Дед Корней покачал головой:
— Вот так и проходит наш век: одни учатся жать, а другие разучиваются.
— Кто же это, деда, нынче разучивается жать?
— Да хотя б и я, — загрустил старик, и загрустило не улежавшееся золото в его глазах. — Уже серп стал мне тяжеловатым, выпадает из руки, — и посмотрел на свои шрамы, которые были зашиты на живую нитку.
— А что врачи говорят?
— Глупое говорят. Сговорились себе и уцепились в дедову старость. Им бы хотелось на печь упаковать мои лета. А какая же это старость, когда имею лишь семьдесят пять лет? Моя мать до девяносто четырех жала. Что–то мельчает теперь и наш век, и здоровье. Все очень нервенными становятся, и все жизнь чью–то не ценят, и все бомбами замахиваются на нее. А бомба человека лучшим не сделает.
— И вы же, деда, бомбы возили, — что–то вспомнив, засмеялся отец.
— Так вот же и выдыхаю эти бомбы теперь, — уже и серп выпадает из руки.
— Деда, вы на самом деле были на войне? — обрадовался я и уши развесил, надеясь услышать что–то интересное.
— Да нет, это меня впихнули в войну, — неохотно ответил старик и начал ложкой мешать кулеш. — Пшено уже разомлело.
— Деда, расскажите, как вас впихнули в войну, — просил мой голос.
— Нет там чего рассказывать, незачем и слушать, — насупился, наерошил те брови, которых бы хватило на двух дедов. — Вон лучше беги к телеге, найди ваганы[12] и ложки в полотне, и подумаем, что делать с кулешом.
— Мы уже ужинали, деда.
— Беги, беги. Мой кулеш сам Котовский так ел, что аж за ушами трещало, еще и нахваливал.
— Ой! В самом деле сам Котовский ел? — замираю, как завороженный. — Так вы его видели?
— Даже фотографию с нас обоих делали.
— Расскажите, деда!
— А что тебе дед сказал? Вижу, и ты непослушным уродился.
Я сразу же побежал к телеге, возле которой спокойно жевали жвачку круторогие волы, нашел ваганы, ложки, а в глазах мне все стояло, как дед и кулеш ел, и фотографировался аж с самим Котовским. Чем же так прославился дедушка? Видать, недаром у него рубцеватая рука.
А кулеш у деда и в самом деле был такой вкусный, что его и Котовский мог нахваливать. Мы тоже хвалили казацкое блюдо, и старик был этим очень доволен.
— Деда, а Григорий Иванович тоже деревянной или какой ложкой ел кулеш?
— Деревянной, только чуть больше твоей, — заговорщически улыбнулся старик и потянул меня за волосы. — Все, Пшеничный, хочется знать?

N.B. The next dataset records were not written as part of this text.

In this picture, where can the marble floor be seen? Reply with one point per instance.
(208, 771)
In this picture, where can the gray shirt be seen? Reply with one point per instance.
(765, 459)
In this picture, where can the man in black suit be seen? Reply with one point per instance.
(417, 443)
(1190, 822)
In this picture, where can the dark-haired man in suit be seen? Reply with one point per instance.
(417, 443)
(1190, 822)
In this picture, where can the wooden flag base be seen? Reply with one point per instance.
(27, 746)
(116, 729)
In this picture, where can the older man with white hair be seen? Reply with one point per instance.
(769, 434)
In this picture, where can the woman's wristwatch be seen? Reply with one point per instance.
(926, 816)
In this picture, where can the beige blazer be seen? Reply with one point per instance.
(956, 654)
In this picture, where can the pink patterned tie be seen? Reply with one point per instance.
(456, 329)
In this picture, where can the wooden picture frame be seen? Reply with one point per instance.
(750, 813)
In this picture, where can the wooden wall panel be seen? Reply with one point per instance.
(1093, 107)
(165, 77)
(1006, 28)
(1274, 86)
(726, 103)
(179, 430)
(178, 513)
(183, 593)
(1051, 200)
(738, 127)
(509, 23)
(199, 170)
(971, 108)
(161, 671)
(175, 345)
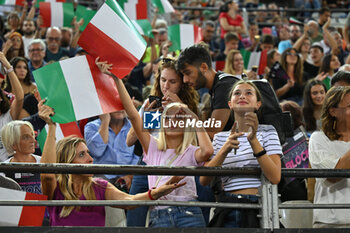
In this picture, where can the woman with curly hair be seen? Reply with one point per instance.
(170, 88)
(314, 94)
(21, 69)
(291, 87)
(330, 149)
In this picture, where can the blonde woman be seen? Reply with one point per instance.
(173, 148)
(83, 186)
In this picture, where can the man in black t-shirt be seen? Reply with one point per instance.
(195, 64)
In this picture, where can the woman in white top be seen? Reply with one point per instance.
(330, 149)
(248, 144)
(19, 141)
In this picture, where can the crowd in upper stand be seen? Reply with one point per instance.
(307, 71)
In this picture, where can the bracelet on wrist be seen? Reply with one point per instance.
(150, 195)
(259, 154)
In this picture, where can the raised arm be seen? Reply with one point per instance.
(300, 41)
(331, 40)
(269, 164)
(205, 147)
(133, 115)
(17, 90)
(48, 181)
(230, 144)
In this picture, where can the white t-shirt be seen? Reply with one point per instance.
(325, 154)
(4, 119)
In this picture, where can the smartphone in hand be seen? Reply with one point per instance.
(152, 98)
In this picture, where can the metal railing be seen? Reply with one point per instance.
(268, 194)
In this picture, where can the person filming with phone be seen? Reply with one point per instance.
(168, 88)
(247, 144)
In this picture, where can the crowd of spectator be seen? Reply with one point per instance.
(304, 65)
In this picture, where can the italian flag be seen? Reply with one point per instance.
(84, 13)
(111, 36)
(62, 130)
(76, 89)
(56, 14)
(144, 27)
(134, 9)
(251, 59)
(21, 215)
(183, 36)
(163, 6)
(39, 1)
(12, 2)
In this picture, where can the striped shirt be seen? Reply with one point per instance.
(266, 135)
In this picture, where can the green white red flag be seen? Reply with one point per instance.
(183, 36)
(144, 27)
(134, 9)
(76, 89)
(85, 13)
(163, 6)
(56, 14)
(111, 36)
(39, 1)
(21, 215)
(12, 2)
(251, 59)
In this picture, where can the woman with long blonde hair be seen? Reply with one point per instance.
(175, 147)
(73, 150)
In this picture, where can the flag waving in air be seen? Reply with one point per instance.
(63, 130)
(21, 215)
(134, 9)
(251, 59)
(111, 36)
(163, 6)
(56, 14)
(12, 2)
(39, 1)
(183, 36)
(76, 89)
(144, 27)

— Ой, хочется! Это же так интересно!
— Расскажите ему, деда, немного о себе, потому что он теперь и мне покоя не даст: хоть оно малое, а как репей. — Отец берет котелок и собирается пойти с ним к речке. — Вас же и в газете печатали.
— Да печатали, и не самого, а с волами.
— С волами?! — аж подскакиваю я.
— С теми самыми, что сейчас возле телеги туман выдыхают. Вон видишь, сколько надышали его?
В самом деле, возле телеги и на долине прорастал туман. Если бы я меньшим был, то, наверное, поверил бы, что его надышали волы. И кто только из взрослых не подсмеивается над нами. Вот и сейчас… Я уже и надежду потерял, что дед Корней что–то расскажет, но теперь он, косясь на меня, сам спросил:
— Так что тебе рассказать? Может, сказочку про серого бычка?
— Э, нет, про серого бычка я еще в колыбели слышал.
— Так долго в колыбели вылеживался? Тогда, может, о деде, бабе и курочке рябой?